Le Grand-Duché de Moscovie (Moscou) n'était que l'une des principautés successeurs de Kyivan Rus, et celle qui est restée le plus longtemps sous la suzeraineté mongole. Depuis qu'il a rejeté la suzeraineté mongole sous le règne d'Ivan III (1462-1505), les dirigeants russes ont poursuivi une grande vision impériale. Ils ont affirmé qu'ils étaient les héritiers légitimes de l'héritage de Kiev Rus', qui a été détruit par les Mongols au 13ème siècle.

Pourtant, quand Ivan III a prétendu pour la première fois être le dirigeant de toutes les Rus, ce qui signifiait tout ce qui avait été Kyivan Rus, la grande majorité de ce territoire était gouverné par les grands-ducs de Lituanie. Ils avaient étendu leur protection et régné sur Kiev et la plupart des principautés russes après la conquête mongole.

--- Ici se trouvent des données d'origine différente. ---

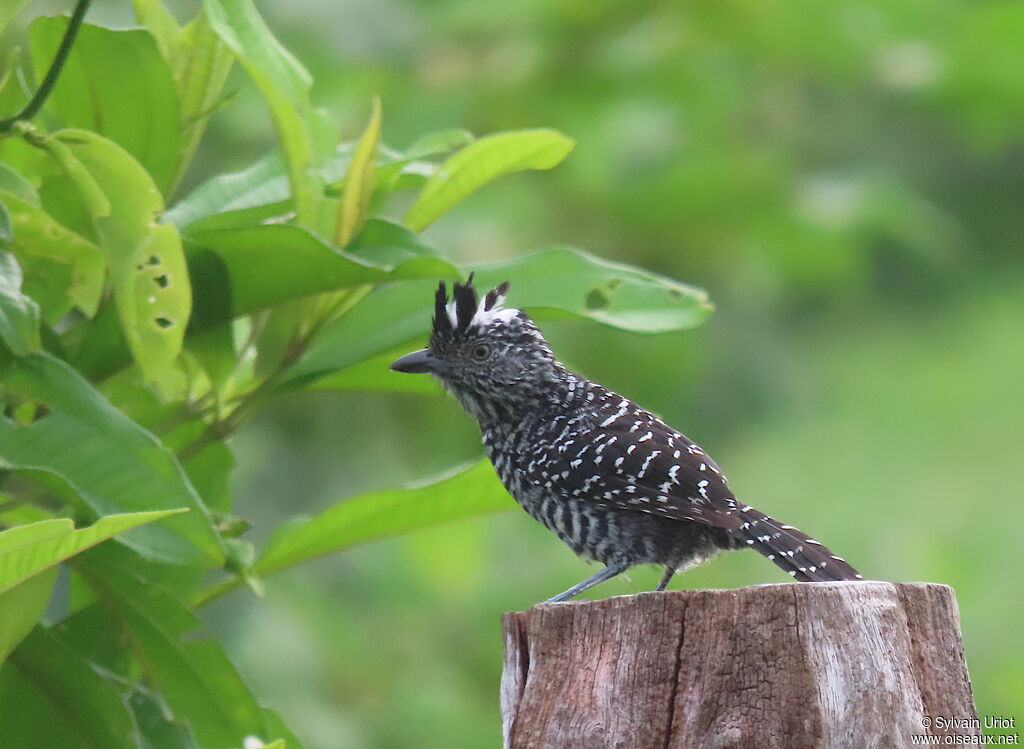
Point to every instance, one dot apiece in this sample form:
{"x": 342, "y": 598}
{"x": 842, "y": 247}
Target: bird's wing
{"x": 637, "y": 462}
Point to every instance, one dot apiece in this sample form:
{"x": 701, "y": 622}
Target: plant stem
{"x": 39, "y": 97}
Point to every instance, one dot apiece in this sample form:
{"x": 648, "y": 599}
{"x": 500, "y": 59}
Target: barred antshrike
{"x": 611, "y": 480}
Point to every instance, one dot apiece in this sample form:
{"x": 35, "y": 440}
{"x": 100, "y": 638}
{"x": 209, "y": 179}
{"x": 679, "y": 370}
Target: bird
{"x": 611, "y": 480}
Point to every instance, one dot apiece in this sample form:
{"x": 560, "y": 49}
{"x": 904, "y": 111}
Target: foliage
{"x": 139, "y": 330}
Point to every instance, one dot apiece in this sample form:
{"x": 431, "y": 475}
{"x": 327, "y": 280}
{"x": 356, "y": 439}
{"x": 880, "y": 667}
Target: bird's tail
{"x": 795, "y": 551}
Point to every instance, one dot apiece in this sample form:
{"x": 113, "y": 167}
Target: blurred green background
{"x": 844, "y": 177}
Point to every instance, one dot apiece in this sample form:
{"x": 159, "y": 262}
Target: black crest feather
{"x": 465, "y": 302}
{"x": 501, "y": 290}
{"x": 442, "y": 325}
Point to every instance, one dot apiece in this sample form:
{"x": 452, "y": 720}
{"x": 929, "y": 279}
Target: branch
{"x": 46, "y": 87}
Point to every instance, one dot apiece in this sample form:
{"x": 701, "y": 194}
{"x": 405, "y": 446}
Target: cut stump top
{"x": 850, "y": 664}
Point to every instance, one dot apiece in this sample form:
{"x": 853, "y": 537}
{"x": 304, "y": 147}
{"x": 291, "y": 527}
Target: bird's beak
{"x": 415, "y": 363}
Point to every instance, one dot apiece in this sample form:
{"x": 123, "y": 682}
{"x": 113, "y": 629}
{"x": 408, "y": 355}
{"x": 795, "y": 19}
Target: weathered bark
{"x": 799, "y": 665}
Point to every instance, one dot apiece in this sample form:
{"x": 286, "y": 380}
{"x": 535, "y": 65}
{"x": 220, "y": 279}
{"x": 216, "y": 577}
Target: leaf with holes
{"x": 145, "y": 259}
{"x": 284, "y": 83}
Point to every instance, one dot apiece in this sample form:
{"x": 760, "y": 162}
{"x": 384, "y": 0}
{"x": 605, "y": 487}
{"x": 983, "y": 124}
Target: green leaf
{"x": 158, "y": 19}
{"x": 8, "y": 10}
{"x": 157, "y": 727}
{"x": 105, "y": 458}
{"x": 284, "y": 83}
{"x": 248, "y": 197}
{"x": 17, "y": 184}
{"x": 557, "y": 281}
{"x": 201, "y": 64}
{"x": 89, "y": 192}
{"x": 27, "y": 550}
{"x": 146, "y": 262}
{"x": 193, "y": 673}
{"x": 5, "y": 231}
{"x": 117, "y": 84}
{"x": 18, "y": 314}
{"x": 482, "y": 162}
{"x": 441, "y": 141}
{"x": 615, "y": 294}
{"x": 40, "y": 242}
{"x": 378, "y": 514}
{"x": 359, "y": 181}
{"x": 52, "y": 698}
{"x": 20, "y": 608}
{"x": 271, "y": 263}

Contrairement à Ivan III et à ses successeurs, qui construisaient une autocratie impitoyable, la dynastie païenne Gediminid (qui a gouverné le Grand-Duché de Lituanie et le Royaume de Pologne du XIVe au XVIe siècle) opérait un système de gouvernement non centralisé. Les princes juniors se sont vu attribuer des principautés russes, se sont convertis à l'église orthodoxe, ont épousé des princesses locales et se sont assimilés à la culture russe.

Ce système d'autonomie était bien plus dans la tradition politique de Kyivan Rus que dans l'autocratie moscovite, tandis que la langue russe elle-même est l'ancêtre du biélorusse et de l'ukrainien modernes. C'était la langue légale du grand-duché, puisque le lituanien n'était une langue écrite qu'au XVIe siècle. Après 16, l'union négociée et consensuelle de la Lituanie avec la Pologne a renforcé les droits juridiques. À partir de 1386, le puissant parlement de l'union limita le pouvoir royal et encouragea la tolérance religieuse de l'Église orthodoxe.

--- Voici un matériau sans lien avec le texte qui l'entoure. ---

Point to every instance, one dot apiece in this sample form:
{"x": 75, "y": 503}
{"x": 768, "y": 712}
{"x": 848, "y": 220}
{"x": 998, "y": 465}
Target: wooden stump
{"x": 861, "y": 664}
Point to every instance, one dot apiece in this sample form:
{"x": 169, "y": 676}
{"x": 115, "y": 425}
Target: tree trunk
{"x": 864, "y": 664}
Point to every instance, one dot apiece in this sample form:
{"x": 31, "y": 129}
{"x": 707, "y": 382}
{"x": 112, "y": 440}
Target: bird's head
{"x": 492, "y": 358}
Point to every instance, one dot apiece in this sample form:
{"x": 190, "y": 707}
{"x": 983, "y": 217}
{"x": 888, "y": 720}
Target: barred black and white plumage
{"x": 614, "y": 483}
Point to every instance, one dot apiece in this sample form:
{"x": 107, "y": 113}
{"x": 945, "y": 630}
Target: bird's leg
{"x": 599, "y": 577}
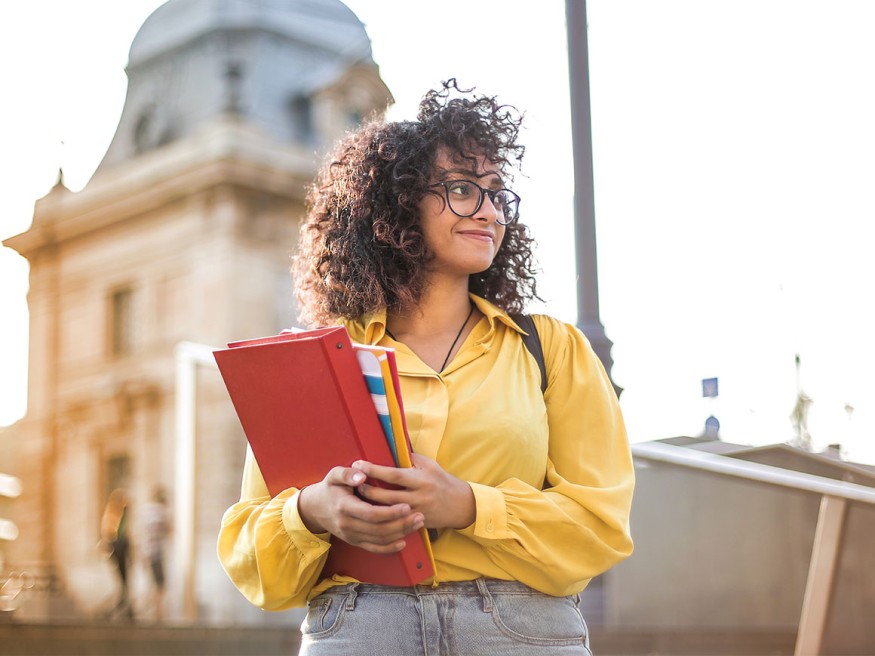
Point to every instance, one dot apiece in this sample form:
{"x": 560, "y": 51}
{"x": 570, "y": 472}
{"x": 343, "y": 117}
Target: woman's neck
{"x": 436, "y": 327}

Quand Ivan III a lancé la première des cinq guerres moscovites-lituaniennes menées entre 1492 et 1537, il n'a pas demandé aux habitants orthodoxes de Lituanie ce qu'ils en pensaient. Il a revendiqué les terres de tous les Rus, mais bien que l'agression de la Moscovie ait sécurisé un tiers de la Lituanie en 1537, ces terres étaient peu peuplées. Et les habitants orthodoxes des terres centrales biélorusses et ukrainiennes ont préféré la liberté à l'autocratie.

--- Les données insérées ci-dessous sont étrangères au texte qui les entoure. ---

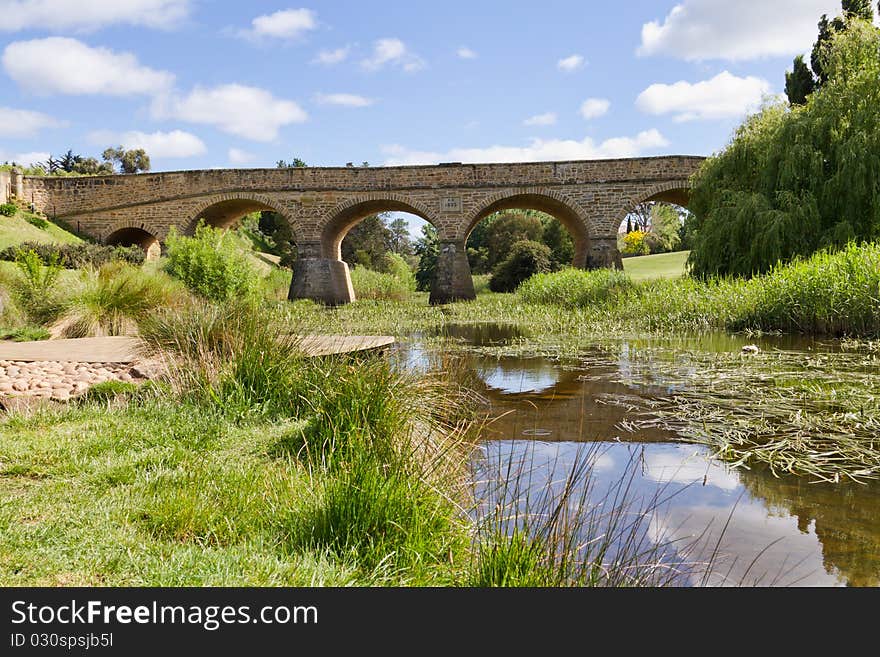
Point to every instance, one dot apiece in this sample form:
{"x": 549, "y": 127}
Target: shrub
{"x": 575, "y": 288}
{"x": 35, "y": 288}
{"x": 77, "y": 256}
{"x": 369, "y": 284}
{"x": 25, "y": 334}
{"x": 210, "y": 264}
{"x": 34, "y": 220}
{"x": 635, "y": 244}
{"x": 526, "y": 259}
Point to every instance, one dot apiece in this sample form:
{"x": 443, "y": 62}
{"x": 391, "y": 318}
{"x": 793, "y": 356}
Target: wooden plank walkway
{"x": 126, "y": 349}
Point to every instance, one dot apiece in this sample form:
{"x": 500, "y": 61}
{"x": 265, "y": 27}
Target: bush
{"x": 77, "y": 256}
{"x": 34, "y": 289}
{"x": 526, "y": 259}
{"x": 575, "y": 288}
{"x": 635, "y": 244}
{"x": 34, "y": 220}
{"x": 210, "y": 264}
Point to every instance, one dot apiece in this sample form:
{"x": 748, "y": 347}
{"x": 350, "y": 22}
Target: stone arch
{"x": 345, "y": 216}
{"x": 672, "y": 191}
{"x": 228, "y": 208}
{"x": 564, "y": 209}
{"x": 130, "y": 233}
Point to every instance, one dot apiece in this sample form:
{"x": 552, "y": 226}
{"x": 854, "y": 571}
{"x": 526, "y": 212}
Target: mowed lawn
{"x": 662, "y": 265}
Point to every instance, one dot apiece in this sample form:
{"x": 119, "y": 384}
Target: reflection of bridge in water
{"x": 539, "y": 399}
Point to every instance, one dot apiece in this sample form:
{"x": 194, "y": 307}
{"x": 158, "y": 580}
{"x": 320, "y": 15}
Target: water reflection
{"x": 546, "y": 412}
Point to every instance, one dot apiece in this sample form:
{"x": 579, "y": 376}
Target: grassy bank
{"x": 250, "y": 465}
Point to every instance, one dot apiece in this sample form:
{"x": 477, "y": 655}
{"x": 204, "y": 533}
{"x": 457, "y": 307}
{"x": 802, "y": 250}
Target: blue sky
{"x": 209, "y": 83}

En septembre 1514, Kostiantyn Ostrozky, le plus grand magnat orthodoxe de l'actuelle Ukraine, détruisit une armée moscovite beaucoup plus importante à la bataille d'Orcha, et construit deux églises orthodoxes à Vilnius pour célébrer sa victoire.

Les Russes ont payé un lourd tribut car Ivan a pratiquement détruit les systèmes économiques et militaires du pays, et l'occupation du Kremlin est survenue au plus fort d'une guerre civile moscovite au cours de laquelle un nombre important de boyards (barons) ont élu le fils du roi de Pologne comme leur tsar.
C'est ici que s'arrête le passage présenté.